Improving NLP in molecular biology
Natural language processing (NLP) techniques have seen a steady rise in complexity and popularity, becoming increasingly important in text-mining applications in data-intensive areas, such as computational biology. Unfortunately, many novel methods, based on neural networks and unsupervised deep learning, require adaptation to be efficiently applied to molecular-biological texts.

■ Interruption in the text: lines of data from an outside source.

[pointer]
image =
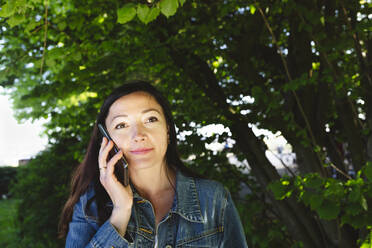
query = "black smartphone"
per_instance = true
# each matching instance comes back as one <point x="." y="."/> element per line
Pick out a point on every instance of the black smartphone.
<point x="121" y="167"/>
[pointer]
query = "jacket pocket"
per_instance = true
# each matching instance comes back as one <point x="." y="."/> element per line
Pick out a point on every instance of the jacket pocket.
<point x="205" y="239"/>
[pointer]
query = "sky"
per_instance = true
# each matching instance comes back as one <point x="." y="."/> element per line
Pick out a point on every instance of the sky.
<point x="25" y="140"/>
<point x="17" y="140"/>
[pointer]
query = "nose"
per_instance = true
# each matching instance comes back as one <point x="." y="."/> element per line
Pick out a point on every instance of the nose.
<point x="138" y="133"/>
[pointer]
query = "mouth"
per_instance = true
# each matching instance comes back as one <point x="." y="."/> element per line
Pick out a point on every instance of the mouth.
<point x="141" y="151"/>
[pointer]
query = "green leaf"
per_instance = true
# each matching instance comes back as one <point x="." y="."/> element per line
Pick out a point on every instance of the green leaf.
<point x="368" y="171"/>
<point x="168" y="7"/>
<point x="62" y="25"/>
<point x="146" y="14"/>
<point x="279" y="189"/>
<point x="15" y="20"/>
<point x="7" y="9"/>
<point x="316" y="201"/>
<point x="126" y="13"/>
<point x="354" y="195"/>
<point x="328" y="210"/>
<point x="76" y="56"/>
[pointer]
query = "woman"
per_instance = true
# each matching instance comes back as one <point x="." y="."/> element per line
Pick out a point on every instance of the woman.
<point x="163" y="206"/>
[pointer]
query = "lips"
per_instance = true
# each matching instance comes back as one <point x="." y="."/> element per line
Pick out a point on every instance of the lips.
<point x="141" y="150"/>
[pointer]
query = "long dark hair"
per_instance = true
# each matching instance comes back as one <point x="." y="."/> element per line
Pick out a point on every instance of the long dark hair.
<point x="88" y="173"/>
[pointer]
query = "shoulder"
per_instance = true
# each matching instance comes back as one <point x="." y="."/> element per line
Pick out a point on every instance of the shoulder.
<point x="87" y="205"/>
<point x="206" y="187"/>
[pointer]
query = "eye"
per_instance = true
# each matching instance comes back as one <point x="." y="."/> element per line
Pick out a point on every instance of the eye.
<point x="120" y="125"/>
<point x="152" y="119"/>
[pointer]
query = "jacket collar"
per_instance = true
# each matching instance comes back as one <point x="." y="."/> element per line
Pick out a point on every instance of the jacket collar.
<point x="186" y="201"/>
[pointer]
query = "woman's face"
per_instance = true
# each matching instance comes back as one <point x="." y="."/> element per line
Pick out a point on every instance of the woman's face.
<point x="137" y="125"/>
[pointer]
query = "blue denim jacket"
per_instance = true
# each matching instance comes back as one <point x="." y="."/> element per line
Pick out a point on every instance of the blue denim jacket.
<point x="203" y="215"/>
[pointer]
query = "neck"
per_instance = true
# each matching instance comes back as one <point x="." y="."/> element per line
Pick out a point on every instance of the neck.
<point x="152" y="182"/>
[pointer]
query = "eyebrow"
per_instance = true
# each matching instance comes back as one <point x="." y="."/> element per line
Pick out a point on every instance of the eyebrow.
<point x="143" y="112"/>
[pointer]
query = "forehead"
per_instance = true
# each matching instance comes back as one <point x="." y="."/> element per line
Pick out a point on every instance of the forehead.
<point x="135" y="101"/>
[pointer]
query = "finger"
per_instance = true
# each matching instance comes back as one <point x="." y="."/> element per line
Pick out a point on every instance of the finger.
<point x="104" y="153"/>
<point x="113" y="161"/>
<point x="103" y="144"/>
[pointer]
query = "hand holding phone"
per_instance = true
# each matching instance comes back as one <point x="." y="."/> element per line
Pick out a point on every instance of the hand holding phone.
<point x="121" y="171"/>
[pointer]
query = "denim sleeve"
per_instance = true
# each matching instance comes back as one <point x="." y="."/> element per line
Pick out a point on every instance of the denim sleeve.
<point x="85" y="233"/>
<point x="233" y="234"/>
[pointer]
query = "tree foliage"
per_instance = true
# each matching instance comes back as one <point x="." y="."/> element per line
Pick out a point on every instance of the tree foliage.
<point x="7" y="175"/>
<point x="301" y="68"/>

Usually, text processing begins with parsing and tokenisation. Most modern parsers break space-separated multi-word terms (aka n-grams or collocations), such as “amino acid” and “New York”, blurring the context information. This loss can be formally defined as KL-divergence between order-sensitive and insensitive contexts of an n-gram. Naïvely tokenising all possible n-grams of a specified length hugely dilutes the token dictionary, hindering downstream machine-learning. Hence it is important to select only the most valuable/informative n-grams, which we tried to achieve using three different methods: 1. word collocation networks and centrality measures (degree, closeness, betweenness and PageRank), 2. the tf-idf statistic, penalising tokens overrepresented in the entire corpus and 3. context approximation, based on Bayesian inference. We limited our study to bigrams.
Another issue affecting dictionary dilution is the abundance of extremely rare terms that can be represented by a single token to facilitate term-embedding. The majority of these terms are various chemical names we identify using an LSTM recurrent neural network, discriminating chemical notation (IUPAC and SMILES).